Advanced Optimization Tips
GPU Acceleration (if you have a GPU VPS)
If your VPS has an NVIDIA GPU, Ollama automatically uses CUDA:
# Install NVIDIA drivers on GPU VPS
apt install -y nvidia-driver-545 nvidia-utils-545
# Verify GPU
nvidia-smi
# Ollama auto-detects GPU — no extra config needed
# GPU inference on 16B models is 5-10x faster than CPU
Multi-VPS Load Balancing
With multiple VPS, use Nginx for load balancing:
upstream ollama_backend {
server vps1:11434 weight=3;
server vps2:11434 weight=1;
}
RAM Disk for Faster Model Loading
# Create 16GB RAM disk (requires enough RAM)

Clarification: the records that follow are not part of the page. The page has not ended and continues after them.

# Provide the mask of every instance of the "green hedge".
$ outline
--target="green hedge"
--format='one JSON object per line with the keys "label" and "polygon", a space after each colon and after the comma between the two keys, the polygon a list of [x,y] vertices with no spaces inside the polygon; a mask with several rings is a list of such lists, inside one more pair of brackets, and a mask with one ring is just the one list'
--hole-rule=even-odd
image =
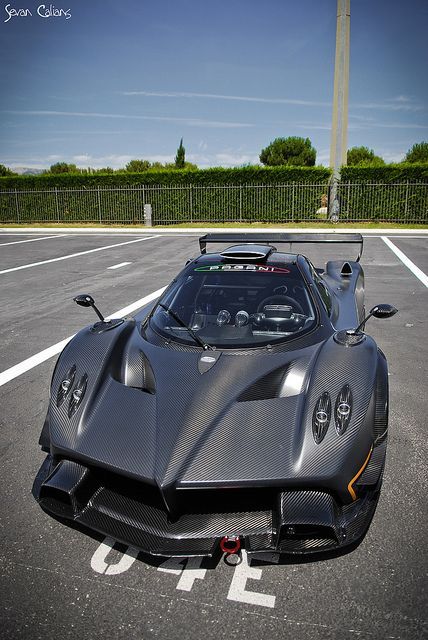
{"label": "green hedge", "polygon": [[330,173],[324,167],[244,167],[5,177],[0,221],[16,221],[18,208],[20,222],[141,223],[146,203],[154,224],[311,219]]}
{"label": "green hedge", "polygon": [[[0,222],[142,224],[147,203],[154,224],[310,221],[330,174],[244,167],[2,177]],[[428,164],[343,167],[338,193],[342,220],[428,222]]]}
{"label": "green hedge", "polygon": [[0,190],[0,221],[142,223],[151,204],[153,224],[297,222],[314,218],[327,190],[325,182]]}
{"label": "green hedge", "polygon": [[378,167],[346,166],[340,171],[341,182],[425,182],[428,164],[388,164]]}
{"label": "green hedge", "polygon": [[428,164],[342,167],[342,220],[428,222]]}
{"label": "green hedge", "polygon": [[51,189],[83,187],[125,187],[137,185],[223,185],[285,184],[289,182],[327,182],[331,171],[326,167],[243,167],[239,169],[201,169],[198,171],[146,171],[145,173],[80,174],[64,173],[41,176],[6,176],[0,189]]}

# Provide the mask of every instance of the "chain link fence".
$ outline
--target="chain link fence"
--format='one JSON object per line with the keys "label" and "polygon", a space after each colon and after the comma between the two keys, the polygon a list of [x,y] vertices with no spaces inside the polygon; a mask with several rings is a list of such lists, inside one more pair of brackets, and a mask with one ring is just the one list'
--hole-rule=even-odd
{"label": "chain link fence", "polygon": [[[339,183],[340,219],[428,222],[428,183]],[[298,223],[326,219],[323,183],[0,190],[0,223]],[[147,210],[147,206],[146,206]]]}

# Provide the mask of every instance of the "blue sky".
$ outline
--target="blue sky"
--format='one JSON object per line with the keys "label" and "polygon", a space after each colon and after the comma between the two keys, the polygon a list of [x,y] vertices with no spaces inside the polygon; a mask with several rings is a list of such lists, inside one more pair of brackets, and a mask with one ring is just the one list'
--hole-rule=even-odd
{"label": "blue sky", "polygon": [[[336,0],[0,4],[0,163],[258,162],[309,137],[328,164]],[[27,9],[31,16],[12,16]],[[427,0],[351,0],[349,147],[428,140]]]}

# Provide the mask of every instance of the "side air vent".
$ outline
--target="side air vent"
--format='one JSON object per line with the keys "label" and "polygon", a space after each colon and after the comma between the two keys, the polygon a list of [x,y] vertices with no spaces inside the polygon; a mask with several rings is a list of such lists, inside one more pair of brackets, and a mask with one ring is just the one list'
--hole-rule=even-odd
{"label": "side air vent", "polygon": [[334,422],[339,436],[348,428],[352,414],[352,393],[349,384],[345,384],[336,398],[334,407]]}
{"label": "side air vent", "polygon": [[220,255],[227,260],[266,260],[276,251],[274,247],[263,244],[243,244],[225,249]]}
{"label": "side air vent", "polygon": [[317,444],[320,444],[327,433],[331,418],[331,399],[327,391],[324,391],[315,405],[312,415],[312,434]]}
{"label": "side air vent", "polygon": [[349,278],[352,275],[352,267],[349,262],[344,262],[340,270],[340,275]]}

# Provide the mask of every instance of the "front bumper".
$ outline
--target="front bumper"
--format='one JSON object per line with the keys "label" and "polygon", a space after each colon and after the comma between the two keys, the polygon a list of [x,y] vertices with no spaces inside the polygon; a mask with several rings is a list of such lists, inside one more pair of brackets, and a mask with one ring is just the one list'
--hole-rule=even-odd
{"label": "front bumper", "polygon": [[185,490],[174,515],[168,514],[154,487],[48,455],[33,495],[47,513],[148,554],[188,557],[212,556],[224,536],[238,536],[249,554],[340,550],[366,532],[379,489],[380,481],[348,505],[311,489],[250,494],[211,489],[202,492],[202,499],[201,492],[194,499],[197,494]]}

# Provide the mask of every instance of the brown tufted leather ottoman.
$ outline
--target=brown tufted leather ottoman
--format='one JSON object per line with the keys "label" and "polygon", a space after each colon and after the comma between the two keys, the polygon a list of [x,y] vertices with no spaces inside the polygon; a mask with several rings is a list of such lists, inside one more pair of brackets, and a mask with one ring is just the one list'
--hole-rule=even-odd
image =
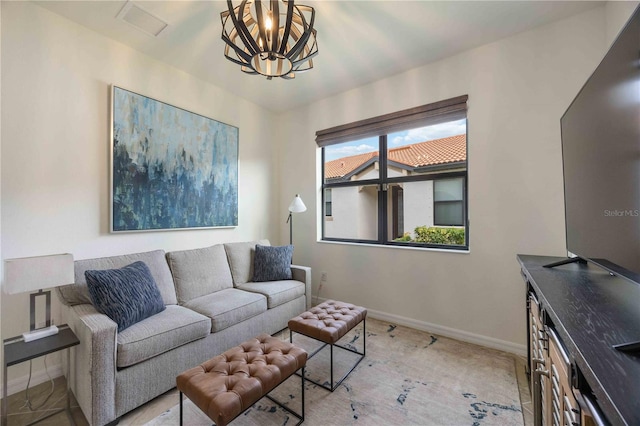
{"label": "brown tufted leather ottoman", "polygon": [[307,352],[277,337],[261,334],[222,355],[185,371],[176,378],[180,391],[180,425],[184,393],[217,426],[227,425],[263,397],[304,421],[304,379],[302,413],[298,414],[267,393],[288,379],[307,362]]}
{"label": "brown tufted leather ottoman", "polygon": [[[313,352],[310,356],[313,357],[315,354],[320,352],[325,346],[331,346],[331,361],[330,361],[330,374],[331,374],[331,385],[326,386],[324,384],[320,384],[311,379],[309,380],[311,383],[323,387],[327,390],[333,392],[340,383],[343,382],[344,379],[358,366],[362,358],[365,357],[367,352],[367,309],[361,306],[352,305],[351,303],[338,302],[336,300],[327,300],[324,303],[321,303],[317,306],[314,306],[307,312],[303,312],[295,318],[289,320],[289,340],[293,343],[293,333],[304,334],[307,337],[311,337],[313,339],[324,342],[324,345]],[[340,346],[336,344],[338,340],[340,340],[345,334],[347,334],[353,327],[363,323],[363,350],[362,352],[358,352],[354,349],[347,348],[345,346]],[[341,349],[347,350],[349,352],[353,352],[355,354],[361,355],[358,358],[358,361],[351,367],[351,369],[340,379],[337,383],[333,382],[333,347],[337,346]],[[304,372],[303,372],[304,376]]]}

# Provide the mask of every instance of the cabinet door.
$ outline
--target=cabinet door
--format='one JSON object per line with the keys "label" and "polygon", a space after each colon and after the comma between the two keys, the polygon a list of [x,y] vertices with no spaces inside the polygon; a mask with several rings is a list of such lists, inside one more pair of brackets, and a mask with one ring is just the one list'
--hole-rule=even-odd
{"label": "cabinet door", "polygon": [[531,353],[529,359],[531,364],[529,369],[531,372],[536,370],[536,359],[544,359],[543,341],[540,339],[542,329],[542,318],[540,315],[540,304],[538,299],[531,293],[529,294],[529,347]]}
{"label": "cabinet door", "polygon": [[[550,380],[548,376],[549,354],[547,348],[547,335],[544,330],[544,321],[540,303],[533,293],[529,294],[529,348],[531,353],[530,371],[531,396],[533,397],[533,417],[536,425],[547,425],[551,408],[549,405]],[[536,388],[536,381],[540,386]]]}
{"label": "cabinet door", "polygon": [[552,425],[579,426],[580,407],[571,388],[571,363],[560,339],[549,330],[549,374]]}

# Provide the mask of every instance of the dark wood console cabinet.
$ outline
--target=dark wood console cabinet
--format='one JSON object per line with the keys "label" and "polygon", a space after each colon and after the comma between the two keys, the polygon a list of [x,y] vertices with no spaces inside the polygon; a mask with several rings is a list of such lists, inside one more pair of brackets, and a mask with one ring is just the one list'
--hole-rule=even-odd
{"label": "dark wood console cabinet", "polygon": [[640,285],[590,263],[518,255],[536,425],[640,425]]}

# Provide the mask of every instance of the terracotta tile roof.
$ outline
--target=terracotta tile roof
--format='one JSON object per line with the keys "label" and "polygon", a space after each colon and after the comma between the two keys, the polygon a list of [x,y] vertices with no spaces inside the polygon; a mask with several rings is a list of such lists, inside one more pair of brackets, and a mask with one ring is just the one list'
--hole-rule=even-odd
{"label": "terracotta tile roof", "polygon": [[366,154],[342,157],[332,161],[327,161],[324,165],[324,176],[327,179],[343,177],[348,175],[372,158],[378,158],[378,151],[367,152]]}
{"label": "terracotta tile roof", "polygon": [[411,167],[456,163],[466,159],[466,135],[450,136],[389,150],[389,160]]}
{"label": "terracotta tile roof", "polygon": [[[388,156],[389,161],[414,168],[466,161],[467,135],[449,136],[391,148]],[[326,179],[343,177],[372,158],[378,159],[378,151],[328,161],[324,166],[324,176]]]}

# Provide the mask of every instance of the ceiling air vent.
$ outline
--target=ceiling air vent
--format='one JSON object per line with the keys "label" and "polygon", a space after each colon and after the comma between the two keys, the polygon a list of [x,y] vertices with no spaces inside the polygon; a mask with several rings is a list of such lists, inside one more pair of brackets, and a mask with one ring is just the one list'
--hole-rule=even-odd
{"label": "ceiling air vent", "polygon": [[169,26],[169,24],[162,19],[130,1],[124,5],[116,18],[122,19],[126,23],[133,25],[140,31],[153,37],[158,37],[164,29]]}

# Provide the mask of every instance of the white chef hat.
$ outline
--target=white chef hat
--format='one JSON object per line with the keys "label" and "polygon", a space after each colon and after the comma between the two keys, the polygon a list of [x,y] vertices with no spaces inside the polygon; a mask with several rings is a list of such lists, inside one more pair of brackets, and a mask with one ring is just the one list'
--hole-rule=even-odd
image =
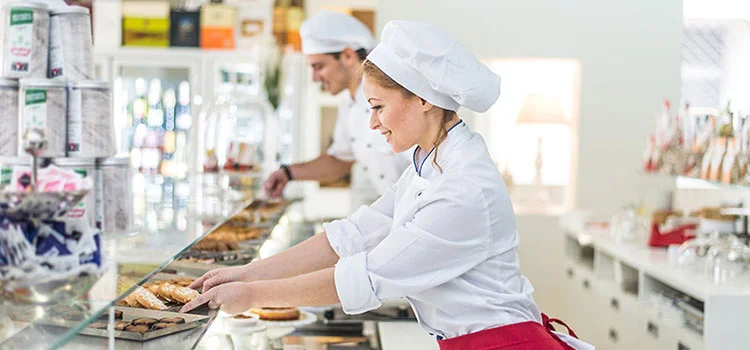
{"label": "white chef hat", "polygon": [[375,47],[375,38],[370,30],[356,18],[340,12],[323,10],[302,23],[302,53],[316,55]]}
{"label": "white chef hat", "polygon": [[500,96],[500,77],[453,36],[427,23],[390,21],[367,59],[435,106],[486,112]]}

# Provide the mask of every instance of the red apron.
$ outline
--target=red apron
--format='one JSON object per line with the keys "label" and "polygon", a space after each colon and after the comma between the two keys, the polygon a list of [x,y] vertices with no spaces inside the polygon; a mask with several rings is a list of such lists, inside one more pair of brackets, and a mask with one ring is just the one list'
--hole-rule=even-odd
{"label": "red apron", "polygon": [[552,333],[553,322],[565,326],[570,336],[578,338],[568,325],[542,314],[543,325],[534,321],[516,323],[438,340],[438,345],[440,350],[575,350]]}

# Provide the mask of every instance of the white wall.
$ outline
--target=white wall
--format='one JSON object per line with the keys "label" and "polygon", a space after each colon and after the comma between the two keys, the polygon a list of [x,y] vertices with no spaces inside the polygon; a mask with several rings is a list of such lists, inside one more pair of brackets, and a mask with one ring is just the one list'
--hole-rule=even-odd
{"label": "white wall", "polygon": [[378,27],[392,19],[439,24],[481,58],[579,59],[577,206],[609,218],[660,183],[641,154],[661,100],[679,100],[681,0],[379,0]]}

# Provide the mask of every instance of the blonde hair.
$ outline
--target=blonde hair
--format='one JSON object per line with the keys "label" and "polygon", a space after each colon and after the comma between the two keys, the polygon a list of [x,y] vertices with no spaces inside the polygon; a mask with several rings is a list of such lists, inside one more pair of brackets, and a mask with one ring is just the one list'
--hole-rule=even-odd
{"label": "blonde hair", "polygon": [[[370,60],[365,60],[365,62],[362,63],[362,73],[368,80],[384,89],[398,90],[405,98],[418,97],[411,91],[407,90],[405,87],[401,86],[401,84],[397,83],[387,74],[385,74],[385,72],[378,68],[378,66],[376,66],[374,63],[370,62]],[[453,117],[456,116],[456,112],[440,108],[438,106],[434,106],[434,108],[438,108],[442,112],[443,116],[440,120],[440,130],[438,131],[437,137],[433,142],[433,144],[435,145],[435,155],[432,158],[432,164],[435,164],[435,166],[442,173],[443,168],[440,167],[440,165],[437,163],[438,146],[443,143],[443,140],[445,140],[445,137],[448,135],[447,124],[451,121],[451,119],[453,119]]]}

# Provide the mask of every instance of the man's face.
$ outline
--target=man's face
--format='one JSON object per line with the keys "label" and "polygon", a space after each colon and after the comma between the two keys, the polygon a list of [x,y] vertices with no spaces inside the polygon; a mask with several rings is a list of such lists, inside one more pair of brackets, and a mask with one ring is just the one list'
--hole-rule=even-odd
{"label": "man's face", "polygon": [[314,82],[320,82],[321,90],[338,95],[349,87],[349,73],[341,58],[331,54],[307,55],[307,64],[312,68]]}

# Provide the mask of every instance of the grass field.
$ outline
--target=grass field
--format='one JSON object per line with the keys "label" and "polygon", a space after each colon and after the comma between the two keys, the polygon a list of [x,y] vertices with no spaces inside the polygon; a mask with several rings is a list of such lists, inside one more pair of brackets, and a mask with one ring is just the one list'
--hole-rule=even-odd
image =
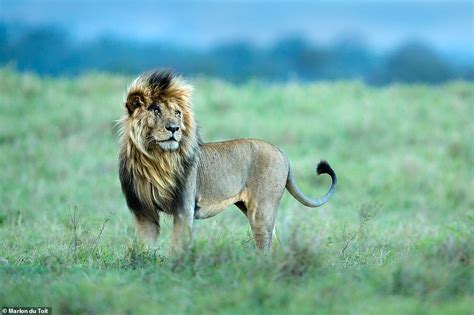
{"label": "grass field", "polygon": [[[229,208],[184,259],[134,238],[114,122],[132,78],[0,70],[0,306],[54,314],[468,314],[474,308],[474,84],[233,86],[195,79],[205,141],[259,138],[322,208],[285,193],[279,247]],[[471,313],[472,314],[472,313]]]}

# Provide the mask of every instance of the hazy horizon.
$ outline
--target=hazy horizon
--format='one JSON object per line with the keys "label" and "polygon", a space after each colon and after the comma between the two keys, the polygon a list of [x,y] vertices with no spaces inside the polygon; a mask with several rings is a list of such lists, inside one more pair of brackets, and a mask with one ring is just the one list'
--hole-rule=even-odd
{"label": "hazy horizon", "polygon": [[418,40],[443,53],[474,54],[472,1],[121,1],[111,5],[110,1],[2,0],[0,5],[0,21],[57,26],[76,40],[112,35],[208,48],[231,41],[265,46],[297,35],[321,45],[356,38],[378,51]]}

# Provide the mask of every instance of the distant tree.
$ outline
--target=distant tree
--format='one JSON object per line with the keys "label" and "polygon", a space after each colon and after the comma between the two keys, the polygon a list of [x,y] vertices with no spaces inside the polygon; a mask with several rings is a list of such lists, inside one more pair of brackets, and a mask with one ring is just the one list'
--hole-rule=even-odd
{"label": "distant tree", "polygon": [[331,79],[364,79],[378,60],[356,35],[339,40],[332,52]]}
{"label": "distant tree", "polygon": [[278,41],[269,55],[282,70],[280,73],[303,80],[362,79],[374,60],[364,44],[354,38],[332,47],[318,47],[298,36],[287,37]]}
{"label": "distant tree", "polygon": [[433,49],[422,43],[408,43],[389,54],[382,68],[370,81],[375,84],[391,82],[440,83],[452,78],[447,62]]}
{"label": "distant tree", "polygon": [[69,46],[64,32],[54,27],[41,27],[12,38],[8,50],[9,57],[16,61],[20,70],[58,75],[65,70]]}
{"label": "distant tree", "polygon": [[243,81],[252,76],[257,66],[255,48],[249,43],[238,41],[219,45],[212,49],[211,58],[218,64],[214,68],[218,76],[232,81]]}
{"label": "distant tree", "polygon": [[279,40],[268,51],[267,58],[278,69],[277,78],[283,80],[325,78],[327,66],[332,62],[330,51],[314,47],[297,35]]}

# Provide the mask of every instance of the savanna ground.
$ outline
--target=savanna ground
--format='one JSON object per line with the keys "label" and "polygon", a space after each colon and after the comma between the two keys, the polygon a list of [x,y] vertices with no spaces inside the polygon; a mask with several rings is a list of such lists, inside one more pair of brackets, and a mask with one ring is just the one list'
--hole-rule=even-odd
{"label": "savanna ground", "polygon": [[468,314],[474,307],[474,85],[357,82],[242,86],[195,79],[205,141],[272,142],[303,190],[288,193],[280,246],[254,250],[232,207],[195,224],[194,250],[134,238],[117,176],[132,78],[0,70],[0,306],[55,314]]}

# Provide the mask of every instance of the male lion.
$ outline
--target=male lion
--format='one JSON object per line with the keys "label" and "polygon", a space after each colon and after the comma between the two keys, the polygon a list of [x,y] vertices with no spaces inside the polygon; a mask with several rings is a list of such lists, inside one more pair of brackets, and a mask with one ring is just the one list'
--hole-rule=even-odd
{"label": "male lion", "polygon": [[168,71],[144,73],[128,89],[119,173],[137,234],[156,243],[159,213],[168,213],[171,253],[179,253],[191,244],[194,219],[235,204],[247,216],[257,248],[266,251],[285,187],[303,205],[319,207],[334,193],[336,174],[327,162],[318,164],[318,175],[329,174],[332,185],[312,199],[296,186],[287,157],[273,145],[254,139],[202,143],[191,90]]}

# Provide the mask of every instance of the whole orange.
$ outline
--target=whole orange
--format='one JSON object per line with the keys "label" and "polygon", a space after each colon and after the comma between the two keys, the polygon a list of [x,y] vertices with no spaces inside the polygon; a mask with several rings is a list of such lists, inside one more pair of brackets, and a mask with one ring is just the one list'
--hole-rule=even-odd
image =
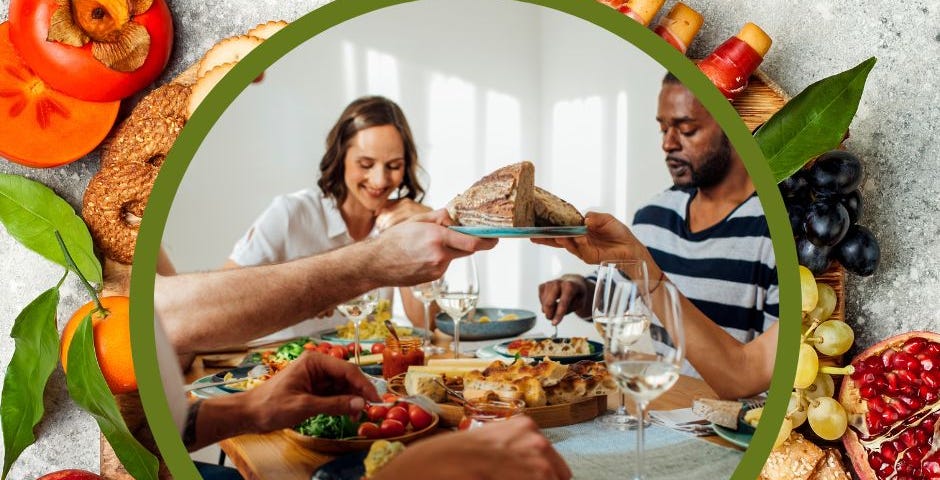
{"label": "whole orange", "polygon": [[[95,335],[95,353],[98,365],[104,374],[111,393],[129,393],[137,390],[137,377],[134,376],[134,360],[131,357],[130,299],[127,297],[104,297],[101,305],[107,315],[95,312],[92,316],[92,329]],[[68,371],[69,344],[78,329],[79,323],[96,308],[95,302],[88,302],[75,311],[69,323],[62,331],[62,369]]]}

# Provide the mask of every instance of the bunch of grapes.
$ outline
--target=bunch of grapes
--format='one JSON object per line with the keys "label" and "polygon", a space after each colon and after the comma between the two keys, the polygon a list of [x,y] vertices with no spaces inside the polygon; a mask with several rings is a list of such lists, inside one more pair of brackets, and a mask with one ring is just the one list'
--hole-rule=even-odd
{"label": "bunch of grapes", "polygon": [[819,275],[838,260],[848,271],[868,276],[878,268],[881,249],[871,230],[859,225],[862,163],[833,150],[780,182],[796,236],[800,265]]}
{"label": "bunch of grapes", "polygon": [[794,390],[775,446],[806,421],[825,440],[840,438],[848,425],[845,408],[833,398],[832,376],[851,374],[853,368],[836,367],[830,357],[847,352],[855,341],[855,333],[845,322],[829,318],[836,309],[836,292],[829,285],[816,283],[813,273],[804,266],[800,266],[800,292],[803,296],[800,354]]}

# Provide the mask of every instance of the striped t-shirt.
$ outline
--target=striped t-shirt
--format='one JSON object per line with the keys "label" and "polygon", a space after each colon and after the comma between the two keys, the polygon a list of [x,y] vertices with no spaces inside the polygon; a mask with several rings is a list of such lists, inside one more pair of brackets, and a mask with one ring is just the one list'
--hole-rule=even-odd
{"label": "striped t-shirt", "polygon": [[[694,188],[673,187],[637,210],[634,235],[699,310],[749,342],[780,316],[777,262],[757,195],[700,232],[687,221]],[[685,369],[684,369],[685,370]]]}

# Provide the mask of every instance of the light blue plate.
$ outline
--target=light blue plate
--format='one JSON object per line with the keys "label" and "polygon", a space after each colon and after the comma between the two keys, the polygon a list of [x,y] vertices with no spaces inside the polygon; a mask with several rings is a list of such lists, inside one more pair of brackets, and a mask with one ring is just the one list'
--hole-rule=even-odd
{"label": "light blue plate", "polygon": [[[463,325],[461,325],[461,326],[463,326]],[[424,330],[423,328],[411,327],[411,335],[414,336],[414,337],[424,338],[424,335],[425,335],[425,332],[426,332],[426,331],[427,331],[427,330]],[[320,334],[320,339],[321,339],[321,340],[325,340],[325,341],[330,342],[330,343],[337,344],[337,345],[349,345],[350,343],[353,343],[353,339],[351,339],[351,338],[343,338],[343,337],[340,337],[340,336],[336,333],[336,330],[335,330],[335,329],[321,333],[321,334]],[[366,347],[371,347],[373,343],[383,343],[383,342],[385,342],[385,339],[384,339],[384,338],[382,338],[382,339],[372,339],[372,340],[362,340],[362,341],[360,341],[359,343],[362,344],[362,349],[363,349],[363,351],[365,351],[365,350],[366,350]]]}
{"label": "light blue plate", "polygon": [[735,430],[729,430],[721,425],[712,424],[712,429],[715,430],[715,434],[719,437],[741,447],[747,448],[751,443],[751,437],[754,436],[753,433],[742,433]]}
{"label": "light blue plate", "polygon": [[[535,340],[536,342],[541,342],[542,340],[545,340],[546,338],[547,337],[535,337],[535,338],[527,338],[526,340]],[[565,339],[559,337],[557,340],[564,341]],[[508,347],[510,343],[512,343],[512,341],[497,344],[493,346],[493,351],[495,351],[496,353],[504,357],[510,357],[510,358],[514,357],[515,355],[509,353]],[[561,363],[563,365],[577,363],[577,362],[580,362],[581,360],[592,360],[595,362],[599,362],[604,359],[604,345],[603,344],[595,342],[594,340],[588,340],[588,345],[590,345],[591,347],[591,353],[588,355],[572,355],[572,356],[548,355],[548,358],[558,363]],[[531,358],[535,361],[541,361],[542,358],[544,357],[522,357],[522,358]]]}
{"label": "light blue plate", "polygon": [[[372,365],[367,365],[367,367],[371,367],[371,366]],[[379,368],[381,367],[382,366],[379,365]],[[379,375],[381,375],[381,372],[379,372]],[[199,380],[196,380],[195,382],[193,382],[193,384],[198,385],[198,384],[203,384],[203,383],[218,382],[219,380],[221,380],[221,377],[224,377],[224,376],[225,376],[225,372],[214,373],[212,375],[206,375],[205,377],[202,377]],[[375,389],[379,392],[379,395],[388,391],[388,384],[382,378],[375,378],[372,384],[375,385]],[[224,385],[218,386],[218,387],[200,388],[198,390],[193,390],[189,393],[191,393],[196,398],[203,398],[203,399],[213,398],[213,397],[224,397],[226,395],[232,395],[232,394],[238,393],[237,391],[233,389],[225,390],[223,389],[223,387]]]}
{"label": "light blue plate", "polygon": [[453,226],[447,227],[460,233],[481,238],[555,238],[580,237],[587,233],[587,227],[483,227]]}
{"label": "light blue plate", "polygon": [[[516,320],[497,321],[509,314],[515,314]],[[487,316],[489,322],[480,323],[480,317]],[[460,322],[461,340],[491,340],[494,338],[511,338],[528,332],[535,326],[535,314],[528,310],[518,308],[491,308],[477,307],[473,320]],[[454,335],[454,320],[444,312],[437,314],[437,328],[447,335]]]}

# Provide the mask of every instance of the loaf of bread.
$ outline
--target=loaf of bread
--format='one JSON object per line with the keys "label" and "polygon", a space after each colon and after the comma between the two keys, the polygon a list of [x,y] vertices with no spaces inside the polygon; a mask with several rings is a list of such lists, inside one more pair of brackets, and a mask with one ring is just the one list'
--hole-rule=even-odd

mount -t tmpfs -o size=16G tmpfs /mnt/ramdisk
# Symlink model blobs to RAM disk
ln -s /mnt/ramdisk/blobs /usr/share/ollama/.ollama/models/blobs
Real-World Comparison
Testing with a Python Fibonacci generator:
DeepSeek Coder V2 (16B):
def fibonacci(n: int) -> list[int]:
"""Generate first n Fibonacci numbers."""
if n <= 0:
return []
fib = [0, 1]
for _ in range(2, n):
fib.append(fib[-1] + fib[-2])
return fib[:n]
- Quality: ⭐⭐⭐⭐⭐ Proper type hints, clean code
- Speed: 4-6 seconds (4-core VPS)
Qwen2.5 Coder (7B):
- Quality: ⭐⭐⭐⭐ Mostly correct, occasional minor issues
- Speed: 2-3 seconds (4-core VPS)
For daily development, 7B models are surprisingly capable. 16B models shine for complex algorithms and architecture decisions.
FAQ
Q: Will network latency be noticeable?
A: Depends on VPS location. If your VPS is geographically close (e.g., you’re in Europe with a Hetzner VPS), latency is ~10-30ms. With streaming output (default in Continue), it’s barely noticeable while typing.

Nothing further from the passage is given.